A show about a show about a pair of celebrities that came to visit the show in its first run and now is remounted and revised. Yeah, it’s real. It’s what happens when the subjects are Randy and Evi Quaid. You might recall Randy from a series of character actor parts in films like Brokeback Mountain or the National Lampoon Vacation movies, or maybe even his Oscar nomination for The Last Detail back in the 1970s. Evi married Randy back in ’89. But of course that’s the real people, and not the show.
In this play, Release the Stars: The Ballad of Randy and Evi Quaid, co-written by Amanda Barker and Daniel Krolik, who also play the eponymous characters, Randy and Evi are recreated in various ways. Amongst the manners employed, Amanda and Daniel break the fourth wall to tell of meeting the duo back in 2012 when they attended the earlier version of the show at the Toronto Fringe. These episodes are, of course, the most amusing in the show – they are real and allow for a connection to be made between observers in the dark and participants up on stage, without the filters of madness or media involved. They also tell the easiest parts of the story to follow, as many in the audience will understand the nerves of preparing for a show or how anxiety-ridden meeting a celebrity or a politician or even a new employer can be… even if the person is rambling about how a cabal of lawyers, agents and estate planners is trying to kill him. Wait, that’s the Quaids again – too specific.

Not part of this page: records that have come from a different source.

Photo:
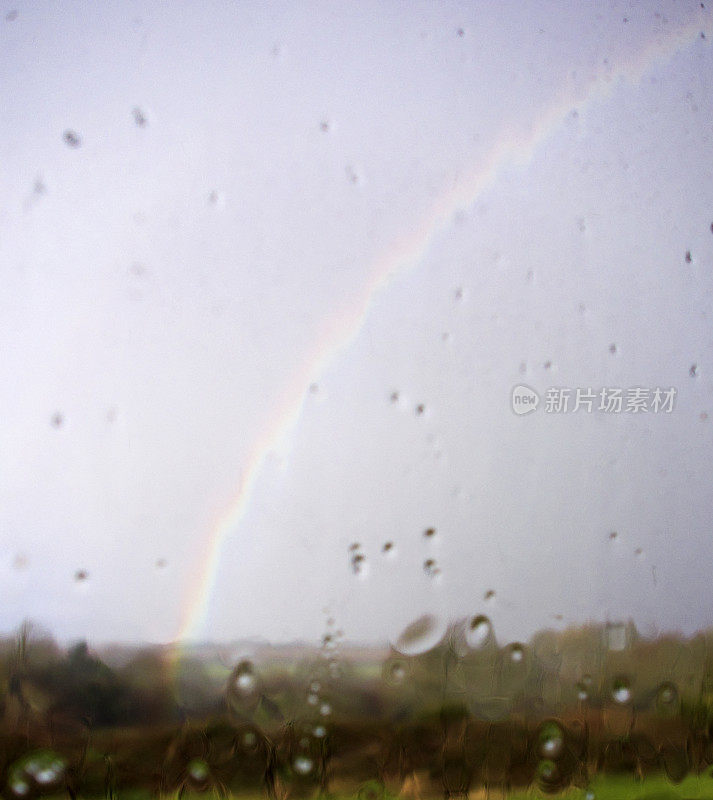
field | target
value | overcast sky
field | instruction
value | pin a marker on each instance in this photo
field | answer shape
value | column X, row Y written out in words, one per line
column 270, row 273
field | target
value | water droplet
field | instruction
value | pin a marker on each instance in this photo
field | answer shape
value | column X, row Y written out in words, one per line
column 303, row 765
column 198, row 770
column 243, row 688
column 359, row 565
column 479, row 632
column 72, row 138
column 667, row 698
column 621, row 691
column 395, row 673
column 517, row 652
column 420, row 636
column 19, row 786
column 139, row 117
column 431, row 568
column 551, row 740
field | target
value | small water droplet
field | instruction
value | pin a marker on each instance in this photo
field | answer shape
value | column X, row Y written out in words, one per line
column 243, row 681
column 198, row 770
column 517, row 652
column 479, row 632
column 139, row 117
column 621, row 691
column 303, row 765
column 431, row 568
column 72, row 138
column 551, row 740
column 359, row 566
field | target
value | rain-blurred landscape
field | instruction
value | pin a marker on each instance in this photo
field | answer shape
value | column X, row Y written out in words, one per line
column 355, row 400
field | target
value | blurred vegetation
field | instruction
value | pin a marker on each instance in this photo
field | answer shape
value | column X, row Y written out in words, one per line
column 555, row 714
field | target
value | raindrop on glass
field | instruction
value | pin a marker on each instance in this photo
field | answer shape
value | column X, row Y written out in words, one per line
column 72, row 138
column 551, row 741
column 621, row 691
column 139, row 117
column 303, row 765
column 478, row 632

Other methods used to simulate the pair and fill in the uninformed involve some sparing video clips (of particular note, Randy’s song after the bows) and a few rather ridiculous recreations of conversations and encounters that the couple may have had with each other in bed or while driving, with equally campy projected backgrounds. These moments often reek of low-budget true-crime TV movies, like the type Randy made a few times. They come off as flat and predictable but necessary for the narrative to continue.

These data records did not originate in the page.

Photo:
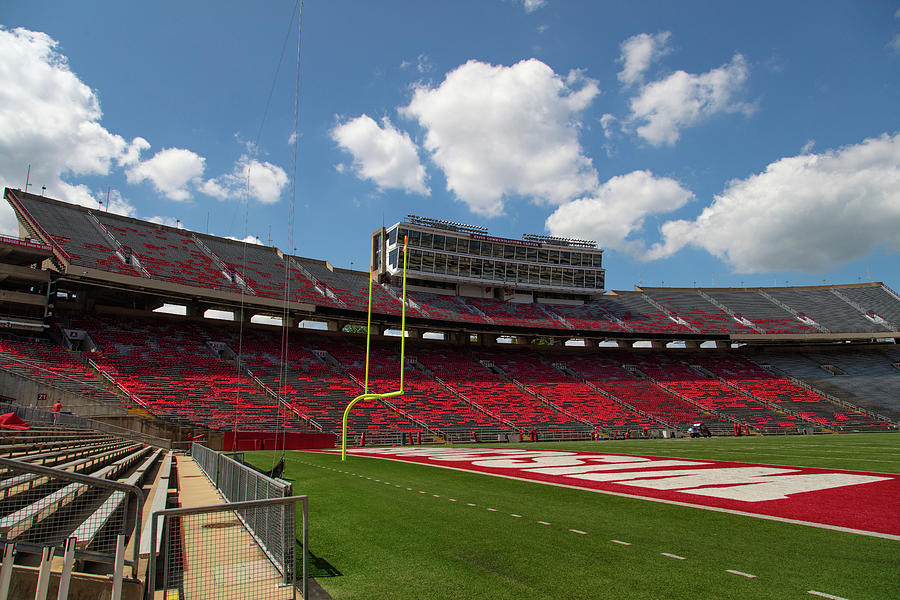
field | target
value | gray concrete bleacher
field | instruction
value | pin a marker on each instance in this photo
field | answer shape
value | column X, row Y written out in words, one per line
column 826, row 309
column 698, row 311
column 72, row 229
column 877, row 299
column 867, row 378
column 260, row 266
column 761, row 311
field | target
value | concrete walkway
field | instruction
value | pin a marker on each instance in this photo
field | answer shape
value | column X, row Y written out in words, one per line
column 220, row 560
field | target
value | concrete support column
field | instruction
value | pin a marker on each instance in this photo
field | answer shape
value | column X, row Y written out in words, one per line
column 194, row 310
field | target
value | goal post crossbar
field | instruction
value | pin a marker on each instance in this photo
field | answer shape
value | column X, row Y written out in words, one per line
column 375, row 396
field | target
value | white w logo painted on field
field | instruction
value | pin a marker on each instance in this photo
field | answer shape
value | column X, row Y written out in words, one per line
column 744, row 483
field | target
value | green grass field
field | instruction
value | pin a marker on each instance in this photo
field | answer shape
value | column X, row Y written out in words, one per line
column 383, row 529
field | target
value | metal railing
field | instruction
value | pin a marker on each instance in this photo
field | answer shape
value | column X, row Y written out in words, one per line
column 43, row 507
column 32, row 414
column 206, row 553
column 274, row 532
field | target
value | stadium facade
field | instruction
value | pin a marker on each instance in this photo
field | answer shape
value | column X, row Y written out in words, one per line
column 764, row 360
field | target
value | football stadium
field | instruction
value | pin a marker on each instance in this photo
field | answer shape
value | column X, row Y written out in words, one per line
column 523, row 431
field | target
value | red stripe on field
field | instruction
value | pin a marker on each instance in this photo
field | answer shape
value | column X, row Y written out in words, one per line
column 863, row 501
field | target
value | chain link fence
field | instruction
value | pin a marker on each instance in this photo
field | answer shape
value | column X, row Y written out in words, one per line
column 42, row 507
column 273, row 529
column 208, row 554
column 34, row 415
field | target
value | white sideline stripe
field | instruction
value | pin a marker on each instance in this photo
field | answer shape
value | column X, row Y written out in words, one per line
column 730, row 511
column 741, row 573
column 824, row 595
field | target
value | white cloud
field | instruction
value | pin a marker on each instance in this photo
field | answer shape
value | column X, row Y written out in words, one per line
column 170, row 221
column 132, row 154
column 662, row 108
column 171, row 171
column 382, row 154
column 806, row 212
column 422, row 64
column 497, row 131
column 894, row 44
column 250, row 239
column 606, row 122
column 50, row 120
column 119, row 205
column 532, row 5
column 262, row 180
column 638, row 52
column 618, row 210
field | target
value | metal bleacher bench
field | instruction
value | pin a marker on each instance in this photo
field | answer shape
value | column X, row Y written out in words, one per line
column 9, row 485
column 88, row 530
column 158, row 503
column 16, row 523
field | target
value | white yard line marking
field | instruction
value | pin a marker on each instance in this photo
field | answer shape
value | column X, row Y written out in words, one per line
column 824, row 595
column 731, row 511
column 741, row 573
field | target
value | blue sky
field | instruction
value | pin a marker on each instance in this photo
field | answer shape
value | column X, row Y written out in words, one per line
column 717, row 143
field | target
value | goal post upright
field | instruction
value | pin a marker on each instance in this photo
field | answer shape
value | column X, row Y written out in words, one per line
column 374, row 396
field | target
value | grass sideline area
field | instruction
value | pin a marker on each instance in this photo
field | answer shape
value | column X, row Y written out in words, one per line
column 384, row 529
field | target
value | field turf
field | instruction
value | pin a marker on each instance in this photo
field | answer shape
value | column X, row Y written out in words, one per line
column 384, row 529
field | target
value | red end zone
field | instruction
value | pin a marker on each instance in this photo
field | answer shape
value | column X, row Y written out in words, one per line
column 862, row 502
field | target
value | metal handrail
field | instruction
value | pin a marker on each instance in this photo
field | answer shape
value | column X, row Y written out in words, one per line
column 235, row 506
column 128, row 489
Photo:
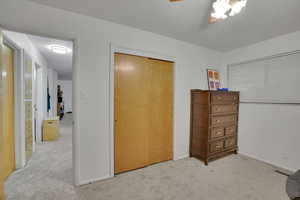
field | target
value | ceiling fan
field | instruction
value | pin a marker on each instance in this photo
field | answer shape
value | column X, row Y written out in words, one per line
column 222, row 9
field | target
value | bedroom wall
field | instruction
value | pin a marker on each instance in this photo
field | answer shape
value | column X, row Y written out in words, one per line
column 24, row 43
column 269, row 132
column 91, row 76
column 66, row 86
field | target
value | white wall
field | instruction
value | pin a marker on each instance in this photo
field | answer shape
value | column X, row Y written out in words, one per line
column 23, row 42
column 52, row 81
column 269, row 132
column 66, row 87
column 91, row 75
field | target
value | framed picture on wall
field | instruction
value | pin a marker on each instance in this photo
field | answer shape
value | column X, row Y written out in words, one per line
column 213, row 78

Of special note, really, are when Barker and Krolik allow Evi and Randy to soliloquize about their lives: in these moments, the couple seem less like the crazed celebrities the media has portrayed them as and more like someone who has emotions and a past, like someone you might have lived next to years ago or someone you love even now, no matter how damaged that person might be, but seen only in hindsight.

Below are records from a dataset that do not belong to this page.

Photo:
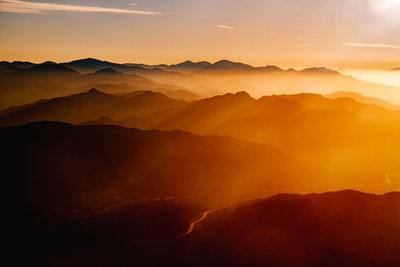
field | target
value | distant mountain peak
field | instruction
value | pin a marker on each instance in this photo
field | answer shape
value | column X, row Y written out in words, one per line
column 49, row 63
column 108, row 70
column 52, row 68
column 95, row 91
column 319, row 70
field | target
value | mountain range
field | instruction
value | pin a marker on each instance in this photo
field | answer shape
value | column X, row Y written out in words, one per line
column 24, row 82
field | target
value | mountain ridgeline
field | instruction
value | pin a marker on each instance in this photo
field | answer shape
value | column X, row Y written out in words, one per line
column 24, row 82
column 197, row 164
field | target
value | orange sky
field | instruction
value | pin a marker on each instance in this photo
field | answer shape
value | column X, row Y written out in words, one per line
column 288, row 33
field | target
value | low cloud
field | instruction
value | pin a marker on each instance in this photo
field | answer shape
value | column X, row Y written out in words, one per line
column 226, row 27
column 372, row 45
column 16, row 6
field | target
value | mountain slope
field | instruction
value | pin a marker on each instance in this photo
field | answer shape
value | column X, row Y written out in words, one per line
column 364, row 99
column 55, row 168
column 329, row 229
column 90, row 106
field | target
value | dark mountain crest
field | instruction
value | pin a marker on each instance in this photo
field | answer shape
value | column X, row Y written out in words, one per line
column 319, row 70
column 107, row 70
column 52, row 68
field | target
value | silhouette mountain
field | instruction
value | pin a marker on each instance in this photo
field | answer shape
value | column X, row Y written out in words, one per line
column 51, row 68
column 329, row 229
column 58, row 167
column 319, row 70
column 17, row 64
column 364, row 99
column 90, row 106
column 189, row 66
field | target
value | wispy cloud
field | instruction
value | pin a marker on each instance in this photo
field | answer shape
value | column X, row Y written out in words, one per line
column 226, row 27
column 372, row 45
column 16, row 6
column 307, row 45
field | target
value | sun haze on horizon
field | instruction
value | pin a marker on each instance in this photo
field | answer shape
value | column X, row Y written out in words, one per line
column 289, row 33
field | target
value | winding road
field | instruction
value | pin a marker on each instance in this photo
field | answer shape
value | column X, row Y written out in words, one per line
column 193, row 224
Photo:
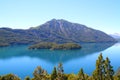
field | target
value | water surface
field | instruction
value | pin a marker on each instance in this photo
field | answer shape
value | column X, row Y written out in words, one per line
column 19, row 60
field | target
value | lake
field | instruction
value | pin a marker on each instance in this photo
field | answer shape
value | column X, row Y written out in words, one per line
column 19, row 60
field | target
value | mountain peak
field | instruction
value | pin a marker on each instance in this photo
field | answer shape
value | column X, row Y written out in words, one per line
column 55, row 30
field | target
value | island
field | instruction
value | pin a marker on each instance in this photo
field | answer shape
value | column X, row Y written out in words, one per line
column 4, row 44
column 55, row 46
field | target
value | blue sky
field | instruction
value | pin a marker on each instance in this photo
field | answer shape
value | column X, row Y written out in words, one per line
column 103, row 15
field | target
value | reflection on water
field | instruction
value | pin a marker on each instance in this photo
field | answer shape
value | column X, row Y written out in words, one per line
column 53, row 56
column 21, row 61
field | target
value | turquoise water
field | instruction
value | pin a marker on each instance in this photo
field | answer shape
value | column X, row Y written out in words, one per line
column 19, row 60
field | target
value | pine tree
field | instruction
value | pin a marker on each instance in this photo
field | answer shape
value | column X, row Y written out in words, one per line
column 54, row 74
column 81, row 75
column 109, row 72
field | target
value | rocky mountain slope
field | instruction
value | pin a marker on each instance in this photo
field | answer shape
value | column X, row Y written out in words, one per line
column 54, row 31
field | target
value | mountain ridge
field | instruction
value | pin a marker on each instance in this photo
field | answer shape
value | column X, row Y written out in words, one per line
column 54, row 31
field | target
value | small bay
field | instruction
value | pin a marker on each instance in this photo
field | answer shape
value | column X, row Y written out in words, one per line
column 19, row 60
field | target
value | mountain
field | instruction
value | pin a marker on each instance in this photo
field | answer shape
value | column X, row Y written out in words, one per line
column 54, row 31
column 116, row 36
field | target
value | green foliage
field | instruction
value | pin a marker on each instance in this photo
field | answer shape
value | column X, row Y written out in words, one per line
column 103, row 71
column 81, row 75
column 27, row 78
column 54, row 74
column 9, row 77
column 40, row 74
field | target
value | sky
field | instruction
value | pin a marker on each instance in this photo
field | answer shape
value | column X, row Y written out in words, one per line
column 102, row 15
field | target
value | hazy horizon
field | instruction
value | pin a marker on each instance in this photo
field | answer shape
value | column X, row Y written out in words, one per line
column 101, row 15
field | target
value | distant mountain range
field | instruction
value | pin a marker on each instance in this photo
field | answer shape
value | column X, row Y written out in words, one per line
column 53, row 31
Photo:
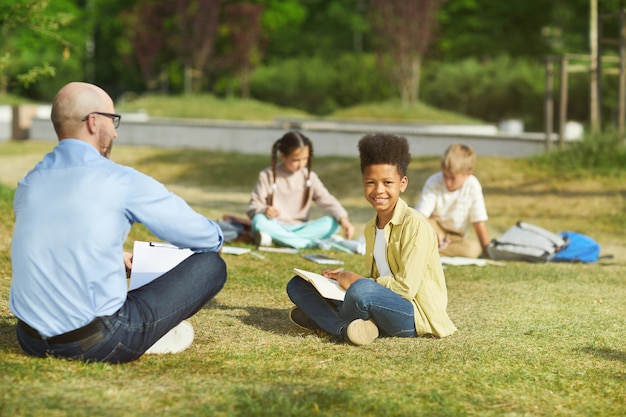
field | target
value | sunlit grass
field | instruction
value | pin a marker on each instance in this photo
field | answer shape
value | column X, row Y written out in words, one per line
column 395, row 111
column 205, row 106
column 533, row 339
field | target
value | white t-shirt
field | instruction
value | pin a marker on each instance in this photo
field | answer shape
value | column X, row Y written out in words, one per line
column 455, row 210
column 380, row 253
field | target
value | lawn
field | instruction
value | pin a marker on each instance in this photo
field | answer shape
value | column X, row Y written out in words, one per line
column 533, row 339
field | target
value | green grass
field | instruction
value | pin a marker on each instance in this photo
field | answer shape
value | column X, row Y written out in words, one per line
column 205, row 106
column 533, row 339
column 395, row 111
column 10, row 99
column 210, row 107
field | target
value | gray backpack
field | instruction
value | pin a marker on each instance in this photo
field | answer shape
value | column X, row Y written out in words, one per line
column 526, row 242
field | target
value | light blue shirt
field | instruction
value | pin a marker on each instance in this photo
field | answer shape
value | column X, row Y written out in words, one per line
column 73, row 212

The layers of the show are baffling and compelling at the same time: what’s real, what’s one person’s interpretation of the events and maybe even what is it that the Star Whackers (that’s Randy’s name for the group of people out to kill celebrities… and of course he’s on the list) want us, the commoners, to think about these people. Because one thing that the show does really well is make us realize that these are still commoners – they might live in Hollywood (well, at one point they did) and might make headlines, but they are still human and flawed and able to be persecuted. It’s all in the perspective, who does the telling of the tale.
The piece doesn’t always captivate but it definitely questions and compels an audience to respond – what more can you ask of provocateur director Jack Grinhaus and his cast?